Leaders of classes, and individuals pursuing these studies apart from classes, are urged to read the chapter entitled "Teaching Hints," on page [259], before beginning this section


Lesson 1

Knowing the Pupil

1. There never was a time when so many people were students of human life as to-day. Professional men, business men, politicians, educators, parents, indeed the whole thinking world has apparently matriculated in a college of life. What is it, how does it develop, how may it be influenced, how led to action? These are typical questions to which answers are sought. There would be no value in this study were it not for the fact that life, like all other of God's creations, is under law, and the laws are unchangeable and universal. Certain causes will always produce certain results under normal conditions.

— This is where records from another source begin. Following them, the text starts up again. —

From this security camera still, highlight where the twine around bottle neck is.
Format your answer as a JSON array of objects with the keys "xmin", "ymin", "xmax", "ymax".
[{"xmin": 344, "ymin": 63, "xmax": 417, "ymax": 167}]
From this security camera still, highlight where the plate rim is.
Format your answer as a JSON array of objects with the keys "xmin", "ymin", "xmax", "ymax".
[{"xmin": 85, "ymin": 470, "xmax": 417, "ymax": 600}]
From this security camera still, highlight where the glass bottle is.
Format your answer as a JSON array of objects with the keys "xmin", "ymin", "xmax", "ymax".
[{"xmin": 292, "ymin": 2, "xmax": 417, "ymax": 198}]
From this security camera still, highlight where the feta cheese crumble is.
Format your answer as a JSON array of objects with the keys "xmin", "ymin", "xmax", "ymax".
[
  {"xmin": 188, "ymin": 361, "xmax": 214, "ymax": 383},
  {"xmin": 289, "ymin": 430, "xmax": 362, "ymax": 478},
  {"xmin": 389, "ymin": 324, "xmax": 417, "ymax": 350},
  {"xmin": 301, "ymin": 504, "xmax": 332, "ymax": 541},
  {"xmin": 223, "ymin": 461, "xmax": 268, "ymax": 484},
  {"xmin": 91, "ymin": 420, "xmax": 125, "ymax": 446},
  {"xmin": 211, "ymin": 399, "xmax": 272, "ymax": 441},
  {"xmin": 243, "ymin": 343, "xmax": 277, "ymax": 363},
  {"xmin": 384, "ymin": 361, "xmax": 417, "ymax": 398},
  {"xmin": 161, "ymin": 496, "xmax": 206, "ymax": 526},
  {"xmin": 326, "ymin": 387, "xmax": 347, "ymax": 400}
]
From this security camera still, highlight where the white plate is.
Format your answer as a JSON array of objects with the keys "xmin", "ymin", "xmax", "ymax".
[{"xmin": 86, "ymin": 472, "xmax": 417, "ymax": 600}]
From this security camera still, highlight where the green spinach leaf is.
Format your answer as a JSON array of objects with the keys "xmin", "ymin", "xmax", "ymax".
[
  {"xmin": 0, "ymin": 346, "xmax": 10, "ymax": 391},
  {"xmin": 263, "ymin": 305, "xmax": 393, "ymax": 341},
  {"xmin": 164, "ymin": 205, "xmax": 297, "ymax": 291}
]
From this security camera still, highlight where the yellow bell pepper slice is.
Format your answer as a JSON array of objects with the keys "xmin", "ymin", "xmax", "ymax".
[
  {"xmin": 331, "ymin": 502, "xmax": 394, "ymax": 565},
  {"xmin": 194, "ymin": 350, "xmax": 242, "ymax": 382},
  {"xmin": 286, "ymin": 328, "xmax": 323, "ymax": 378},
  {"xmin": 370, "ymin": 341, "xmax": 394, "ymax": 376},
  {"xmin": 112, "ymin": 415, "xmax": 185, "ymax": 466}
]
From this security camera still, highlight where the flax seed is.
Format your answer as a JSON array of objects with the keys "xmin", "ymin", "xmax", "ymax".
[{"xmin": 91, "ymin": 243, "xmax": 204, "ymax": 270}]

2. Since these laws of life may be known, two conclusions follow: first, results which are desired in a life can be intelligently planned for; second, haphazard, ignorant work with a life becomes culpable in proportion to the issues at stake and the opportunity for acquiring skill in the work.

3. Why the Sunday-school Teacher should know the Pupil.—Next to fathers and mothers, the duty of understanding life is laid most imperatively upon Sunday-school teachers. Four unanswerable arguments present themselves as proof.

(1) The issues are the most vital in the world. The case the lawyer seeks to win is important, but the case the teacher seeks to win involves character, not reputation, and the outcome is eternal.

(2) A mistake with a life cannot be wholly rectified. There is a best time for each phase of work with a life—a time to form habits and store memory, a time to shape ideals and to crystallize life purposes, a time to broaden sympathies and to lead to service; if this best time be passed, the results, if obtainable at all later, come with greater effort and with less success.